The jury found Sheppard not guilty on the single count of indecent assault. Walton said he couldn't blame them for reaching that conclusion, given the limited information before them.
The jury was told about Sheppard's glowing references, but not about the complaints that preceded his exit. They were never told about the other students, including James Glynn's allegation of rape.
Questions remain
Walton — who was not abused at Ampleforth — struggled to cope after how the trial unfolded. On top of that, he's now left to wonder how Sheppard became his teacher in the first place.

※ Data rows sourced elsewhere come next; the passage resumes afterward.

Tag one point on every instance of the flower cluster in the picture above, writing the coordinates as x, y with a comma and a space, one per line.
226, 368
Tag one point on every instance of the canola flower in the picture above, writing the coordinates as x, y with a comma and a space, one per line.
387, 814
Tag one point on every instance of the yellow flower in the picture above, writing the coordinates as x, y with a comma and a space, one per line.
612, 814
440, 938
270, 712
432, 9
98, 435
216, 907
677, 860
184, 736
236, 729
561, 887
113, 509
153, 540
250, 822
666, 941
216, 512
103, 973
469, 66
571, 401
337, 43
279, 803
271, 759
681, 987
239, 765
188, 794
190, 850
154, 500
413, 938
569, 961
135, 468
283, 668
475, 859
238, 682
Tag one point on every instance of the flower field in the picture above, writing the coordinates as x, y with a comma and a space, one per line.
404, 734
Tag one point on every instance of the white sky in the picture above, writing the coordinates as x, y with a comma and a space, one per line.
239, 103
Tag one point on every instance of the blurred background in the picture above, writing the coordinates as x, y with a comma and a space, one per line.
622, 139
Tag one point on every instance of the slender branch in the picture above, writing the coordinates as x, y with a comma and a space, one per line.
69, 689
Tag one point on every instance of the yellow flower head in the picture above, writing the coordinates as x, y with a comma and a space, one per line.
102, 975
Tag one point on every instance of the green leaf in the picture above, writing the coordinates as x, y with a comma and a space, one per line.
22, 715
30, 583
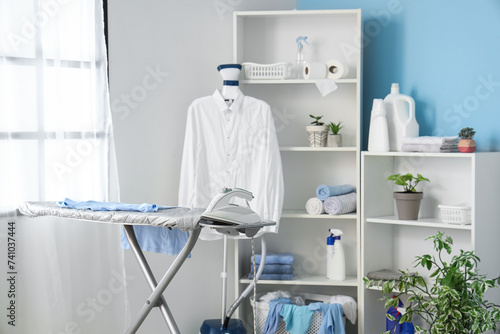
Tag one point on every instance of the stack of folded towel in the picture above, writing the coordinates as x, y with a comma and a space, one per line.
429, 144
277, 267
334, 200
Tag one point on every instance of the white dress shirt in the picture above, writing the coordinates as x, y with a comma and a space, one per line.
232, 145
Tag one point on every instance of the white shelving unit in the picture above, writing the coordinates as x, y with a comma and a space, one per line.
390, 243
269, 37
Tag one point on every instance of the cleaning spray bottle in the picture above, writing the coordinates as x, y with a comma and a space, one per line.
335, 261
299, 65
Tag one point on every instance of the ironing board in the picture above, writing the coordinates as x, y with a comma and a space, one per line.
184, 218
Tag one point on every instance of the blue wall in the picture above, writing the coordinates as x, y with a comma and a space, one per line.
445, 54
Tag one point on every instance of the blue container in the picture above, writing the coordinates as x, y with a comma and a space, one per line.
213, 326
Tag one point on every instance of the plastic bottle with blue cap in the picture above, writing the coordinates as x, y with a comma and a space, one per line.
299, 65
335, 258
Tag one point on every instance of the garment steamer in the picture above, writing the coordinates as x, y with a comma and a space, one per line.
232, 220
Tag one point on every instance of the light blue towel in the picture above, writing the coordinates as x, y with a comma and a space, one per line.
274, 269
273, 258
110, 206
331, 318
273, 316
297, 318
158, 239
279, 277
324, 191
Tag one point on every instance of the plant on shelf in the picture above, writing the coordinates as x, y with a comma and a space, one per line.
408, 201
317, 132
467, 144
454, 302
334, 138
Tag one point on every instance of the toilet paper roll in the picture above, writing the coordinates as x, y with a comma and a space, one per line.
314, 71
336, 70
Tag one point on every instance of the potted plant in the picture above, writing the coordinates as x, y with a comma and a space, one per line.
408, 201
334, 138
454, 301
317, 132
466, 143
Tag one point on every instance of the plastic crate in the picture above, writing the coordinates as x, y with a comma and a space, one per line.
271, 71
262, 309
455, 214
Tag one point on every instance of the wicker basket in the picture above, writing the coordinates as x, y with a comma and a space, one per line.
270, 71
262, 309
455, 214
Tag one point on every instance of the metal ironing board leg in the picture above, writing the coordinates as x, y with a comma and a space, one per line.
148, 274
165, 281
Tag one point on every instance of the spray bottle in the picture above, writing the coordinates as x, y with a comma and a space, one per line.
335, 256
299, 65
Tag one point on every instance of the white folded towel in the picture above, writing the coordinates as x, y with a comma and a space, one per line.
314, 206
338, 205
430, 140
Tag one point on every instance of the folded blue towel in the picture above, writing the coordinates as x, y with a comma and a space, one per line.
274, 258
110, 206
276, 277
324, 191
275, 269
158, 239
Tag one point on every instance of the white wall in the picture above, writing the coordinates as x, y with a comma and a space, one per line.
183, 42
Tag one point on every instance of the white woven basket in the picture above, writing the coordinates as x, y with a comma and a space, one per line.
262, 309
455, 214
269, 71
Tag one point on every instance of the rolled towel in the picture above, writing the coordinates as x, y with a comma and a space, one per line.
324, 191
275, 269
279, 277
274, 258
338, 205
314, 206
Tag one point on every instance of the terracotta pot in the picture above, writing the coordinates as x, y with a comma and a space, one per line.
408, 204
466, 145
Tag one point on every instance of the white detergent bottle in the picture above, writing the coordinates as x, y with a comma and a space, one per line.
378, 139
400, 114
329, 255
338, 262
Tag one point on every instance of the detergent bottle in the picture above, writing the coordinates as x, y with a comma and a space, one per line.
336, 269
300, 62
378, 138
400, 114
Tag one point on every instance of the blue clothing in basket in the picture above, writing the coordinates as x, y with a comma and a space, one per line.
273, 317
297, 318
331, 318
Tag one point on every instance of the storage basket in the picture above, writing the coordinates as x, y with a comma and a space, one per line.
262, 309
455, 214
270, 71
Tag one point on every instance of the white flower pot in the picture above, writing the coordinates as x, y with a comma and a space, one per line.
317, 135
334, 140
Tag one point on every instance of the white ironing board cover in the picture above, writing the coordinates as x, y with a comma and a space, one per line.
184, 218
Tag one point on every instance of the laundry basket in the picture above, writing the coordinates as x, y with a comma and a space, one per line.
262, 309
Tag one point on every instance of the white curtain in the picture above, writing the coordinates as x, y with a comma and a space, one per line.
56, 141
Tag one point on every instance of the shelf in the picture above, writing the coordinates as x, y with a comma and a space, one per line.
292, 81
419, 154
309, 280
422, 222
304, 215
317, 149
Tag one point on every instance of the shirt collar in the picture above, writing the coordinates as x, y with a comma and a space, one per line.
222, 105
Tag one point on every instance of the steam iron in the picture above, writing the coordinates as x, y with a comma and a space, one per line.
232, 219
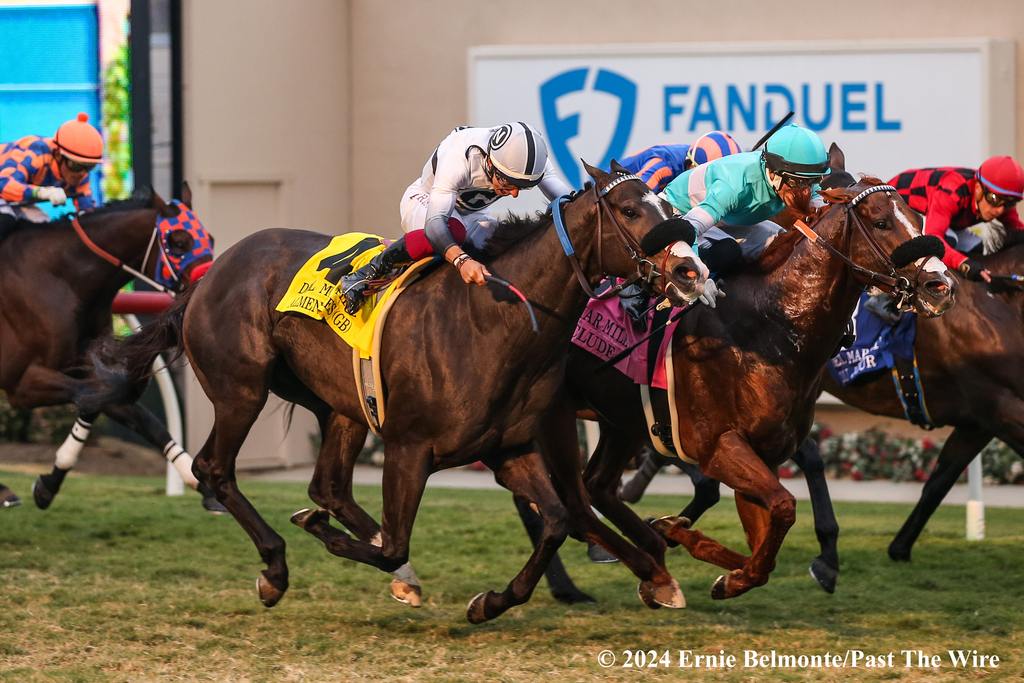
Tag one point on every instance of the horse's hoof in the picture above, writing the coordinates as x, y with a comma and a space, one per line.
269, 594
599, 555
409, 594
718, 589
572, 597
824, 574
476, 610
41, 495
899, 553
305, 517
669, 595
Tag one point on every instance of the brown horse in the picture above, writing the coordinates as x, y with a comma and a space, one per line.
970, 370
55, 298
467, 378
768, 342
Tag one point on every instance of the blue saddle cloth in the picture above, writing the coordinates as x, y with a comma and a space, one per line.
878, 343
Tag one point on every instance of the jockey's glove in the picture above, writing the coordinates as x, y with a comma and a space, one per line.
971, 269
712, 294
55, 196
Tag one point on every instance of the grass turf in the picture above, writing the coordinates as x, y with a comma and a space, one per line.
117, 582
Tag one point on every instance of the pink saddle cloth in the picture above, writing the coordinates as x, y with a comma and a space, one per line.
605, 330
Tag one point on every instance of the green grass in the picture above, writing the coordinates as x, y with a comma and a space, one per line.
117, 582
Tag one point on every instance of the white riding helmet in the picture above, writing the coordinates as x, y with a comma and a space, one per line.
518, 154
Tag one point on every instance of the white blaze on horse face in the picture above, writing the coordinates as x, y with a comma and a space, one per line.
907, 223
651, 199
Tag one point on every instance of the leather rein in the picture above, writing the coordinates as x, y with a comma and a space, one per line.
631, 244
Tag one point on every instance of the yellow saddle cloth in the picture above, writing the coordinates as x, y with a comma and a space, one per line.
312, 295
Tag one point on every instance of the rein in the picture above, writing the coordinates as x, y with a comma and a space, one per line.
631, 243
114, 260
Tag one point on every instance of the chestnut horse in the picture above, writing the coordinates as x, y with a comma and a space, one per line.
55, 298
467, 378
748, 374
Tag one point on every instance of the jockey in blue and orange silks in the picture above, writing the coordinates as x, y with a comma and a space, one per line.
49, 169
660, 164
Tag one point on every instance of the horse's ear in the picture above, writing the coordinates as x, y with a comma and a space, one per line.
594, 172
161, 206
837, 160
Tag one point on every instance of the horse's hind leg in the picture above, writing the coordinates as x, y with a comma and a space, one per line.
824, 567
526, 477
331, 487
964, 443
214, 465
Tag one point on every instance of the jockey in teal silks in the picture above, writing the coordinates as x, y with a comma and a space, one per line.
729, 201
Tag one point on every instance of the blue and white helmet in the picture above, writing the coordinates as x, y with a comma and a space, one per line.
518, 154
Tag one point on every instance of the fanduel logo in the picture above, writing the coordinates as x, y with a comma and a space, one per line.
560, 130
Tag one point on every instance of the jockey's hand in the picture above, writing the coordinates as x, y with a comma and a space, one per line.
712, 294
55, 196
473, 272
973, 269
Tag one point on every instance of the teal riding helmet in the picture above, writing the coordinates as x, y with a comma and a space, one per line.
795, 151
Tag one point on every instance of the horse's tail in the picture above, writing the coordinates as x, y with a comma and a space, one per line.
121, 367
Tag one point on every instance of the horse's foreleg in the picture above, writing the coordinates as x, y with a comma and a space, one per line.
331, 487
560, 450
526, 477
602, 475
559, 582
766, 508
824, 567
964, 443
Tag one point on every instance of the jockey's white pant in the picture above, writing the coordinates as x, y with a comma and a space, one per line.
479, 224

Sheppard pleaded guilty to six charges of assault in 1987. He admitted to spanking boys as punishment, some he met through police work and others through volunteer programs.
He was given two years' probation, and worked toward an education degree in Newfoundland and Labrador throughout that period. His criminal record also didn't stop him from teaching at schools in North America, Europe, Africa and Asia.
If there was a consolation to what Walton describes as a bungled case in the U.K., it was that it prompted a former student of Sheppard's in Canada to come forward.
Steacy Easton started at Saint John's School of Alberta in 1993 — a shy child who struggled to fit in with the unorthodox curriculum. (CBC, submitted by Steacy Easton)
Steacy Easton followed coverage of the case, and contacted the RCMP to share their story of sexual abuse during the 1993-94 school year at Saint John's School of Alberta.
Sheppard was eventually convicted on two charges in 2021, and given a four-year sentence. He was granted day parole in July, and is serving out his sentence at a halfway house in Ontario.
During the parole hearing, he acknowledged his prior convictions as a police officer — something prosecutors were unaware of in his U.K. and Canadian trials.
Walton has long wondered how Sheppard was chosen by the Ampleforth brass to begin with, given he was a fish out of water as a 26-year-old secular Canadian in a school of Benedictine monks.
Now he questions if they knew he was a convicted serial child abuser before ever being hired.
"I don't know how he's got away with it," he said. "He was sadistic. We were all terrified of him. He wasn't just an abuser, he was a beater. He was crazy in his eyes. He would flip. He was a horrible man."